To start; that green powder is simply ground up leaves of the Nepeta Cataria or simply the catnip plant. In full plant form, it looks a lot like mint and grows in a lot of the same places. Mostly Southern Europe and Asia, although now it can and is being grown across the entire planet.
The most common opinion on why cats love catnip has to do not with the plant itself but something that is in high concentration in it. A chemical in the volatile plant oil that is found within it, mostly in the catnip leaves, stems, and seeds. The chemical itself is called nepetalactone (Now that’s a mouthful). When ingested, in the majority of felines it causes an effect in their nasal tissue, their nose.
It triggers loads of neurons throughout their brain and most importantly their hypothalamus (if I use big words I sound smart), the brain’s almost ‘master gland’, which controls almost everything else in the brain from hunger to emotions.
This is of course what causes that ‘high’ that cats experience. It can last around ten minutes on average and weirdly cats are immune to catnip’s effects from anywhere between thirty minutes to two hours after using it.
And quite a few cats won’t even be interested in the plant at all. Only eighty percent of all cats have any attraction to catnip. And even at that, only cats about six to eight months of age will have any effect from this, due to their underdeveloped brains until that age.
Wondering if catnip could be bad for your cat?
Now, should you even be giving catnip to your cats? Well, most veterinarians say there is absolutely nothing wrong with giving your cat catnip and some even go as far as to recommend that you give some of the green plants to your feline. Giving catnip to your cats often as a treat is perfectly fine and I assure you, your cat will definitely love it.

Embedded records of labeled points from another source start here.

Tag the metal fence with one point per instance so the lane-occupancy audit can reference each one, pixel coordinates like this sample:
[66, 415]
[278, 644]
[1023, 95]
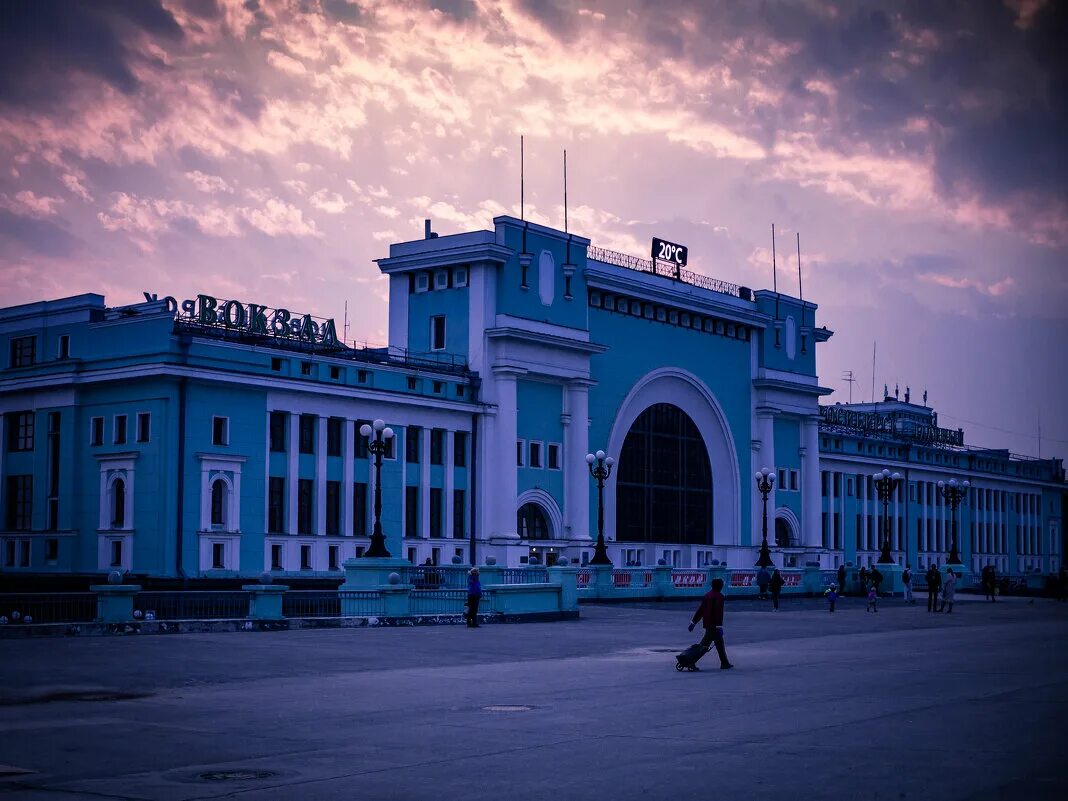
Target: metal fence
[191, 606]
[311, 603]
[523, 576]
[30, 608]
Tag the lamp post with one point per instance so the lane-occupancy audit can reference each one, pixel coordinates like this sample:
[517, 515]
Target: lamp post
[600, 468]
[885, 484]
[377, 446]
[765, 483]
[953, 493]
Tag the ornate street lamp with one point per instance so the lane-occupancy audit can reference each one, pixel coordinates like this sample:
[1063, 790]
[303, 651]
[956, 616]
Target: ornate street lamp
[377, 446]
[953, 493]
[885, 485]
[765, 483]
[600, 468]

Sometimes when you get some sort of new thing or toy for your cat, like a cat bed or other such thing, your cat might completely ignore it. Buying stuff for them could be like gambling at SlotoCash Casino. Catnip could be used as a way to get your cat interested in it. Simply sprinkle the stuff on the bed and they’ll almost definitely come for a look. The same method can be used if your cat is, for example, ignoring their scratching posts or pads and ripping up your furniture. Simply throw some catnip onto them and your cat will be tearing them apart in no time. The scratching post that is, not your furniture.
You could even grow your own catnip at home very easily. Catnip is technically a weed so it can grow almost anywhere. All you’ll really need is a nice decent sized pot, some rocks at the bottom for drainage, and some soil. The plant itself is also required of course. Just give it some sun and water fairly regularly and you’ll be golden. Just fair warning, make sure you put it at least a little bit away from your cat or cats unless you want it to be trampled and eaten within a week.

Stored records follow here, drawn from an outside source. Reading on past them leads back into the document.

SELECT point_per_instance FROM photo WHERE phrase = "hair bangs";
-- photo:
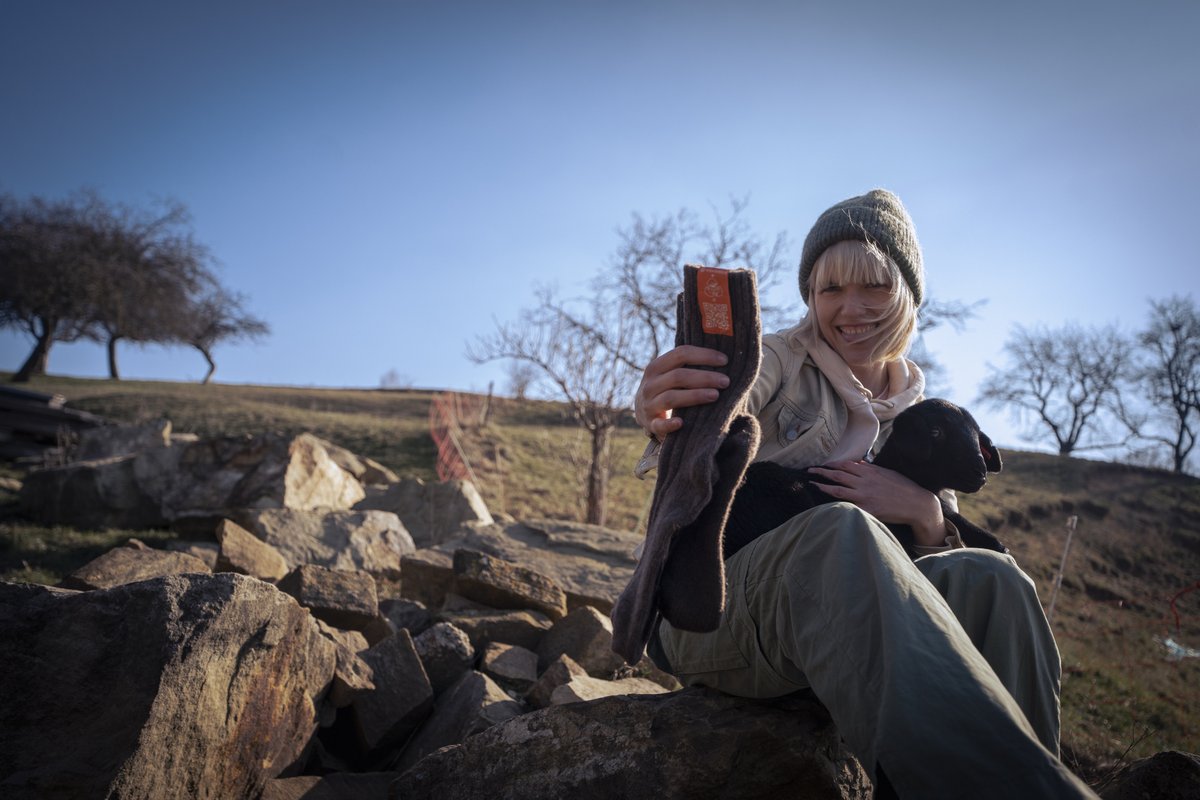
(863, 263)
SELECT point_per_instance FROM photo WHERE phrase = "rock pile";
(309, 647)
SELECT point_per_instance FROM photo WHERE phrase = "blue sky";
(383, 179)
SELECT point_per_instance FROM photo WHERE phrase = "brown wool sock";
(682, 571)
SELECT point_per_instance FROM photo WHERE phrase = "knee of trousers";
(843, 524)
(982, 570)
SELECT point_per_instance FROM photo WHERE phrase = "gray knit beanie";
(876, 217)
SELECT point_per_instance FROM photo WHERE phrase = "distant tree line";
(1096, 389)
(83, 268)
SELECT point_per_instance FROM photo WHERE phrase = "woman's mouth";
(855, 332)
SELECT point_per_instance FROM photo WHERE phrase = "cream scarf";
(906, 384)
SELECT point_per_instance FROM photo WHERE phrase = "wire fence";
(449, 414)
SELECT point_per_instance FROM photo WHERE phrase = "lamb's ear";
(990, 453)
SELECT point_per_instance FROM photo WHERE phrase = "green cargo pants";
(943, 671)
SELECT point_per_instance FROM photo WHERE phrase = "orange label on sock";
(713, 295)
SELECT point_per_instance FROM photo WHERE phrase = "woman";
(941, 672)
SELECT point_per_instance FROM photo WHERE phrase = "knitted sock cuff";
(695, 482)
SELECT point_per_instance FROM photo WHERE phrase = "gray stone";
(117, 492)
(372, 541)
(151, 487)
(342, 599)
(402, 697)
(502, 584)
(510, 666)
(585, 635)
(156, 689)
(244, 553)
(585, 687)
(352, 675)
(397, 613)
(473, 704)
(367, 471)
(123, 565)
(337, 786)
(108, 440)
(207, 552)
(591, 563)
(264, 471)
(426, 576)
(521, 627)
(695, 745)
(552, 677)
(432, 512)
(445, 653)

Thinking of trying it yourself?
To end this all off you may have been wondering what would happen if you consumed, smoked, or did some other sort of thing with catnip. Long story short, not much. And by not much, I mean absolutely nothing. Humans simply lack the physical organs that cats have that give the effects of catnip. Some people in the alternative medicine crowd argue that brewed catnip has some sort of mild sedative effects but this is still up for debate.